| |
| |
| |
9 Dagboek van Paestum I
Paestum, Augustus 1962
De trein Roma-Reggio Calabria is eivol. De eersteklas-compartimenten zijn bezet door Italiaanse tweedeklasreizigers. Engelsen die er uitzien als Pickwick en Snotgrass die tot verbazing van de reiziger inmiddels eerzaam getrouwd zijn, blijven wanhopig met vrouw en kinderen op de perrons achter. Hun eersteklas-plaatsen zijn bezet door de maffia. Zelfs in de gangen is er geen doorkomen aan.
Tussen het volk in de gang staan twee kloosterzusters, zwarte Vestaalsen, onder zwarte kap. De voorste heeft sprekend het profiel van Savonarola. Dezelfde adelaarsneus. Dezelfde dwingende zwarte ogen.
De trein ratelt. De warmte mokert door de open coupéramen naarbinnen. Reizen per trein om deze tijd van het jaar is niet bepaald comfortabel. Men kan beter vliegen.

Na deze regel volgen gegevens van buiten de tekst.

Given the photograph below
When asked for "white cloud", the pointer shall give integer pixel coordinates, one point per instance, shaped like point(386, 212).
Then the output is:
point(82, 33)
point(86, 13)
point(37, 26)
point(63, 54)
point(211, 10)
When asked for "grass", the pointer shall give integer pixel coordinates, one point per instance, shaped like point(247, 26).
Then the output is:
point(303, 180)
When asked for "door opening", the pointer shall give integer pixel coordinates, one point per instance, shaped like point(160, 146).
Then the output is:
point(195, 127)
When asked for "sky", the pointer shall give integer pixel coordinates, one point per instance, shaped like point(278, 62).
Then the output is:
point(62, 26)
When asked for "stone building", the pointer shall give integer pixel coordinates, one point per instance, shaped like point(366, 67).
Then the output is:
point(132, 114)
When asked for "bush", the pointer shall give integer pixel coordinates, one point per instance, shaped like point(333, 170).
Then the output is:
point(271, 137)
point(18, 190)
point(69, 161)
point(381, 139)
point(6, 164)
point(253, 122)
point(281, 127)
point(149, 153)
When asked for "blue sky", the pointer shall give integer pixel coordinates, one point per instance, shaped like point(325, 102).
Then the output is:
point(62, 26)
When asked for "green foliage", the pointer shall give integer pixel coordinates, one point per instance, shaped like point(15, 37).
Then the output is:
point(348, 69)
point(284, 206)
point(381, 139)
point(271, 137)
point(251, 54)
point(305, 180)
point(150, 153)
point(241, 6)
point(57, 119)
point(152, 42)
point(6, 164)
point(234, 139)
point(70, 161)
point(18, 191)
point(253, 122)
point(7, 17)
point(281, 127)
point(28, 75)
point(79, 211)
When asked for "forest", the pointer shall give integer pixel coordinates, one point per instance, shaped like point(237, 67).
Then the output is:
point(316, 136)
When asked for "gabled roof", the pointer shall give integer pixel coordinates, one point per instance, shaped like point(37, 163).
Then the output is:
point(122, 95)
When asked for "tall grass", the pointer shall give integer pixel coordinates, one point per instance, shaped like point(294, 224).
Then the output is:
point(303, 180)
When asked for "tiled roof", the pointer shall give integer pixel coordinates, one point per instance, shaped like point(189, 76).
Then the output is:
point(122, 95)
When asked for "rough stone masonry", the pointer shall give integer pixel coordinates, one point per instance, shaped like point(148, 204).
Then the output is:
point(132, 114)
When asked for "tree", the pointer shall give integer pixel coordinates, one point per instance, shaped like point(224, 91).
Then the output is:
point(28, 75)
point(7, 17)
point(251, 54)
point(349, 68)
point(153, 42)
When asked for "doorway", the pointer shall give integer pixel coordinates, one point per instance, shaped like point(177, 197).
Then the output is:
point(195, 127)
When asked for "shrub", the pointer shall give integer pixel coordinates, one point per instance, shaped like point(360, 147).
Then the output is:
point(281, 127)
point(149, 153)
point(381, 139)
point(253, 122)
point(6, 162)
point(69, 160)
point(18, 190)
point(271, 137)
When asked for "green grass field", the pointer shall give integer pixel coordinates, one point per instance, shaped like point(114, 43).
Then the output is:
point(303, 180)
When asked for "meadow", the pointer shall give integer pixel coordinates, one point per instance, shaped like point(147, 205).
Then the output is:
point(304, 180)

Maar nu wij langs de Golf van Salerno rijden, kijkt iedereen verzaligd naar het water. Men kijkt alsof men drinkt.
Wij glijden door de vlakte van de Sele. Wij naderen Paestum. De conducteur graaft zich als een mol door de mensenmenigte. Hij waarschuwt mij dat ook ik moet beginnen te graven, wil ik bij Paestum de uitgang van het compartiment bereikt hebben. Hoe moet dat met mijn bagage. Geen nood, die zal men mij vanuit de trein aanreiken als ik eenmaal op het perron sta. Ik roep luidkeels:
| |
| |
permesso! gepermiteerd? Er komt geen beweging in de mensenmassa. Ik zal eerst Savonarola opzij moeten duwen, maar dat kan ik niet, zij is een vrouw en nog wel een kloosterzuster. Savonarola echter ziet mijn moeilijkheden. Zij wrikt met een stok, die zij hanteert als een breekijzer, de mensenmassa voor mij open.
De trein vertraagt. Ik vorder. Als hij stopt heb ik juist de deur bereikt. Bereidwillige handen laten mijn valies uit het coupéraam omlaag. Ik sta in Paestum, de stad van de rozen. Voor de derde keer in mijn leven. Ik heb een gevoel alsof ik thuiskom. Een vlieg die voor de derde maal in de honingpot afdaalt zegt tegen de andere vliegen: dit is mijn honingpot.
Er staat een taxi voor het station. Er was er voorheen geen. Voorheen moest ik mijn zware valies drie kilometer lang door de brandende zon voortslepen langs de voorchristelijke stadsmuren van Paestum. Ik werp mij op de taxi en vraag de chauffeur mij naar de albergo Torre te rijden. De albergo heet zo naar de Saracenentoren die als een geweldige stenen peperbus voor zijn deur staat. De propretario en zijn vrouw herkennen mij, er is niets veranderd sinds jaren geleden. Zij is weer zwanger als toen - Hera, godin van de vruchtbaarheid, zwaait hier nog de scepter. Waar zouden al die nieuwgeboren kinderen vertoeven?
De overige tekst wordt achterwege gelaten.